Complementation studies indicated that p424-HcMT1 and p424-HcMT2 harbouring cup1∆ cells were able to grow on 150 µM copper supplemented media, where as p424 transformed DTY4 cells growth were restricted. yap1 transformed with p424 vector was unable to grow at 40 µM cadmium, whereas the Cd-sensitive phenotype of the yap mutant was fully complemented by HcMT1 and HcMT2. Further, the restoration of Cd and Cu tolerance by expression of HcMT1 and HcMT2 were confirmed in liquid culture assays. The p424-HcMT1 and HcMT2 cup1∆ and yap1 cells grew well in medium containing 150 M CuSO4 and 40 M. These results highlighted the key role of HcMT genes in Cu and Cd detoxification.
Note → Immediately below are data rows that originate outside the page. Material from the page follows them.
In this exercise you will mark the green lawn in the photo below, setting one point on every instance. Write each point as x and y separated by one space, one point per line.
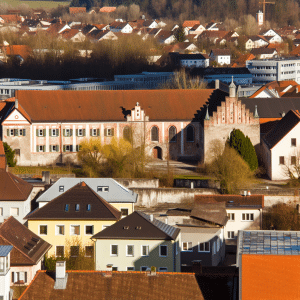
37 4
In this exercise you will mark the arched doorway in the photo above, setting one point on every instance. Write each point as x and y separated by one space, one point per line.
157 152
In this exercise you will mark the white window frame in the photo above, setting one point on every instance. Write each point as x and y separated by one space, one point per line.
73 234
40 229
148 250
246 217
85 226
187 247
57 229
205 243
111 254
160 246
127 254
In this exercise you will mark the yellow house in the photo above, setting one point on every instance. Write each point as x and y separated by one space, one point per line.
71 219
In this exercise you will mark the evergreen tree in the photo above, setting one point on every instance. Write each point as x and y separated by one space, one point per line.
242 144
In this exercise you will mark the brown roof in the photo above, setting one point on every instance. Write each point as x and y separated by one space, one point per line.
113 105
28 249
283 127
79 194
232 201
93 285
13 188
138 225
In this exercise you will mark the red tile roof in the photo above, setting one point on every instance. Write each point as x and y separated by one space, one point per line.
113 105
93 285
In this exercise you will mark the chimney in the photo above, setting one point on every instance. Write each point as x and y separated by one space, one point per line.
61 277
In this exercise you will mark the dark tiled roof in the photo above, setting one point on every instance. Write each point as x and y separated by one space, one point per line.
234 201
79 194
138 226
28 249
284 126
271 107
122 285
13 188
113 105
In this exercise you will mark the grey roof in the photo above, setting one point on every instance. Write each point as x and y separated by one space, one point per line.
4 250
271 242
117 192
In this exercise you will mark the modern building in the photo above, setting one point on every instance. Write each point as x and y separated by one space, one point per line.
280 69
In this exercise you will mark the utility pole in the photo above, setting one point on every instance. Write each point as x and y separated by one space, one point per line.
264 8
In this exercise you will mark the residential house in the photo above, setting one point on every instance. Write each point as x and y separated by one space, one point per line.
15 193
280 149
268 263
243 212
221 56
27 255
70 220
95 285
138 242
5 292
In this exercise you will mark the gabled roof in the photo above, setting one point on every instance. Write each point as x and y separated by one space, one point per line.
28 248
93 285
282 128
117 193
86 106
137 226
13 188
79 194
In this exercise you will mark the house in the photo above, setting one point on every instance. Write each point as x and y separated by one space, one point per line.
70 220
106 188
15 193
5 292
280 151
112 285
243 212
221 56
268 264
27 255
138 242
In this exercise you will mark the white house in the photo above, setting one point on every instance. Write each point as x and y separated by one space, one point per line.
281 148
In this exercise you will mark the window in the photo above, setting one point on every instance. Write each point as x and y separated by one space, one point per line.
163 250
163 269
154 134
60 230
203 247
124 212
231 216
89 229
248 217
14 211
145 250
43 229
74 251
113 250
60 251
130 250
230 234
172 134
89 251
75 230
190 134
187 246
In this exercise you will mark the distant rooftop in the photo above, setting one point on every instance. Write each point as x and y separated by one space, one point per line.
263 242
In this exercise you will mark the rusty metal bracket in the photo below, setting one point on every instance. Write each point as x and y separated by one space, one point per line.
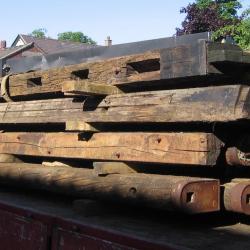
235 157
4 89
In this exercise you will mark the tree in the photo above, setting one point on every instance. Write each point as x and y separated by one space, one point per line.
219 16
39 33
75 37
201 19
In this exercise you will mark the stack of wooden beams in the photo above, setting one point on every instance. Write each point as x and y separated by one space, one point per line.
166 129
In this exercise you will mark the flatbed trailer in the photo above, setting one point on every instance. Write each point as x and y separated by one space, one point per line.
39 221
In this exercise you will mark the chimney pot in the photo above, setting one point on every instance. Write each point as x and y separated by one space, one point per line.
2 44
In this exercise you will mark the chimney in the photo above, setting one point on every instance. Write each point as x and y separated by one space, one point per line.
108 42
2 44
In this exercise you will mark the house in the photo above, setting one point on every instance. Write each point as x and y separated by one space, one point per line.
26 45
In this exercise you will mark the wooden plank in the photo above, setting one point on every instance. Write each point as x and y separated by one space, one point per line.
84 88
105 168
110 71
191 195
175 148
150 68
224 103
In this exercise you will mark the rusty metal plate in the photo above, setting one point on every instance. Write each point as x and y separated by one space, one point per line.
197 196
238 198
235 157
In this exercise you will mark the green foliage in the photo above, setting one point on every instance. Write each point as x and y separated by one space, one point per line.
39 33
75 37
219 16
240 31
204 3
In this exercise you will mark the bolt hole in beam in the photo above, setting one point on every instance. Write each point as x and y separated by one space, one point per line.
132 191
145 66
248 199
190 197
34 82
80 74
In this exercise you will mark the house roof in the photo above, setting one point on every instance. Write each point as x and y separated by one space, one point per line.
5 53
49 45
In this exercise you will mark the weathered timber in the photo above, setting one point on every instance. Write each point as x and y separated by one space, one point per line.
80 126
99 72
192 195
105 168
8 158
237 196
152 67
236 157
176 148
84 88
224 103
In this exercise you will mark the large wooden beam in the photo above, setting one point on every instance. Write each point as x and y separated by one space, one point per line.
191 195
176 148
199 59
211 104
84 88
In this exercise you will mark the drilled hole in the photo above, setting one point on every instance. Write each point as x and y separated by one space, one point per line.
248 199
190 197
159 140
146 65
80 74
34 82
132 190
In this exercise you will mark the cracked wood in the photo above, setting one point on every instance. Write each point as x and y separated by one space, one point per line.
173 148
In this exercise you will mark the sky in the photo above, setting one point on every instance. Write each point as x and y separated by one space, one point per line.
123 20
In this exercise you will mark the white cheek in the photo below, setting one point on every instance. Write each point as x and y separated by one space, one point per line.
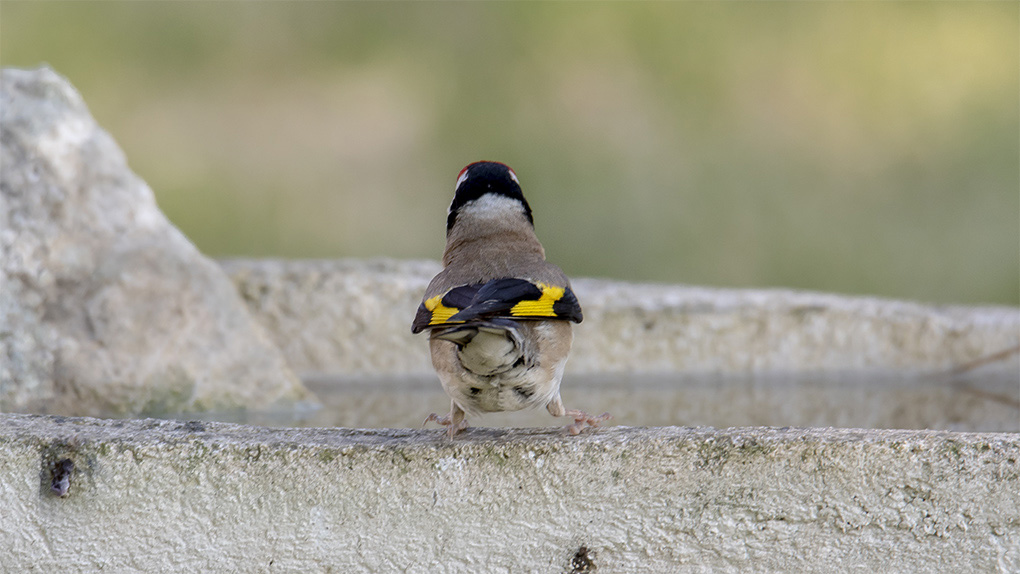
492 206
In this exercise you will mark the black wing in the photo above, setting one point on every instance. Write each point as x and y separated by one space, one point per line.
510 298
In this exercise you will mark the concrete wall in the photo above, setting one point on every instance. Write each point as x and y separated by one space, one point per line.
148 496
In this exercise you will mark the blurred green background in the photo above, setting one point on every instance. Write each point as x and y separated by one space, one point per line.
857 147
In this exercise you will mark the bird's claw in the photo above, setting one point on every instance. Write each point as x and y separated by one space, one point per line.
582 419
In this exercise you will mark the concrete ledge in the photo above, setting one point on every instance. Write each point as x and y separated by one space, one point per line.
353 316
189 497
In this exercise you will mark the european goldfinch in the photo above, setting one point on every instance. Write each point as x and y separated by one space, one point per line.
498 314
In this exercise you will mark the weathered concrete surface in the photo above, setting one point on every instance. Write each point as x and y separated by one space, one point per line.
159 497
105 306
353 317
978 403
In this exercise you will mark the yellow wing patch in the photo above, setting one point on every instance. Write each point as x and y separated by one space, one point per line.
440 313
542 307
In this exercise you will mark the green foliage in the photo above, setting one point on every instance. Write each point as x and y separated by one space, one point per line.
853 147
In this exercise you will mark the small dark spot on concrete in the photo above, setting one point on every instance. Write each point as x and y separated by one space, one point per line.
60 485
526 394
582 562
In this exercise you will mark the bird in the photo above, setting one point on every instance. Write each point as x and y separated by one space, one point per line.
499 315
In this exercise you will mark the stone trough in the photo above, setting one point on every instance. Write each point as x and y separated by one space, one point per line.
755 430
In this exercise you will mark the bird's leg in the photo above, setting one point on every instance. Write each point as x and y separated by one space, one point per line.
454 421
581 419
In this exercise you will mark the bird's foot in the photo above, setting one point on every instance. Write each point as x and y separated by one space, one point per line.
582 419
453 427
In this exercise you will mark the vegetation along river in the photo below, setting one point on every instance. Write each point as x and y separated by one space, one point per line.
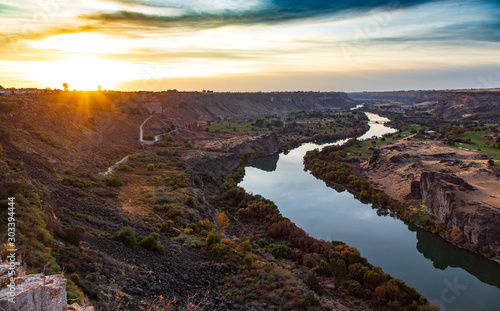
451 278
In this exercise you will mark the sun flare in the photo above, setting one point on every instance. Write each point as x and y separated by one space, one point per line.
81 73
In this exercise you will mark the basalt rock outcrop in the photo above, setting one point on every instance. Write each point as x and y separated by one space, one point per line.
455 185
265 144
35 292
479 221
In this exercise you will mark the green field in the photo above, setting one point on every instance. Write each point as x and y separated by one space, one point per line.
364 145
236 124
479 142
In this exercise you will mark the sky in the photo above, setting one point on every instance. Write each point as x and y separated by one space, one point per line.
250 45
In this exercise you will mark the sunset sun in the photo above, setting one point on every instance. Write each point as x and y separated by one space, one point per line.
80 72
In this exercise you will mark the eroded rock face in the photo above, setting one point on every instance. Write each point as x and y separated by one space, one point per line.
455 185
215 164
265 144
480 222
36 292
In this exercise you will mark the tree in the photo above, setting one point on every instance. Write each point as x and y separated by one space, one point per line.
222 221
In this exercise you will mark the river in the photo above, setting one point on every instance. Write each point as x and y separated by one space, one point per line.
451 278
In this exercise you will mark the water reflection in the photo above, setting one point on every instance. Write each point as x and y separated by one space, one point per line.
444 255
386 241
267 163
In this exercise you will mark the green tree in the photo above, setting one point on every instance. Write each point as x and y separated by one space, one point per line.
151 242
125 236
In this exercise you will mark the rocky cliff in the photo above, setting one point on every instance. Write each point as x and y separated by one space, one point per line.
454 185
479 221
265 144
200 107
482 105
405 97
36 292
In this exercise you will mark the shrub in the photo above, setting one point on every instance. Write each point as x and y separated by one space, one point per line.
114 181
52 142
78 182
8 106
212 238
339 269
125 236
204 233
313 283
248 261
279 250
371 279
126 167
311 300
246 245
193 227
354 288
75 235
151 242
190 201
167 226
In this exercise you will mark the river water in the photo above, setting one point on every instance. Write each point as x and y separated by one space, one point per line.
451 278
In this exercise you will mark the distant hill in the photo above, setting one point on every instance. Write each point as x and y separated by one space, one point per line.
404 97
477 105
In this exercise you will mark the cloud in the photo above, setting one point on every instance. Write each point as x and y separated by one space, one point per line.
271 12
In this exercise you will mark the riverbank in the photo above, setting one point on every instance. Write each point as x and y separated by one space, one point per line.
456 186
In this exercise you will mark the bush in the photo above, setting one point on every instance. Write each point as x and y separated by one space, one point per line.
193 227
68 171
78 182
354 288
279 250
126 167
114 181
52 142
167 226
212 238
246 245
8 106
125 236
75 235
248 261
312 282
151 242
311 300
190 201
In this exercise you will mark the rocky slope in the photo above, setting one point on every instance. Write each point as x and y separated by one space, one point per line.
455 185
406 97
480 105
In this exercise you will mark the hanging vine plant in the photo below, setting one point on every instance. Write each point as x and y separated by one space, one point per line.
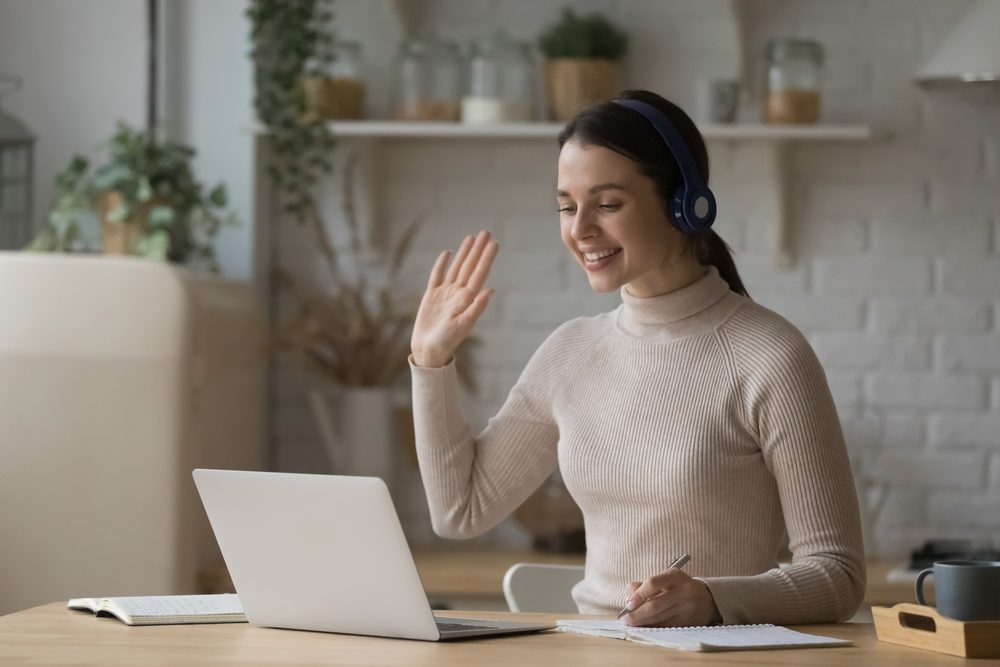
291 39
The present study results show that H. cylindrosporum encodes two different metallothionein genes and each of them have a particular pattern of regulation which are specifically induced by Cu and Cd respectively. Altogether, these results show that the identification and functional verification of different MTs in ectomycorrhizal fungi and the study of their regulation is a prerequisite for a better understanding of heavy metal tolerance of these fungi and subsequently for the determination of their ability to improve heavy metal tolerance of their host plant.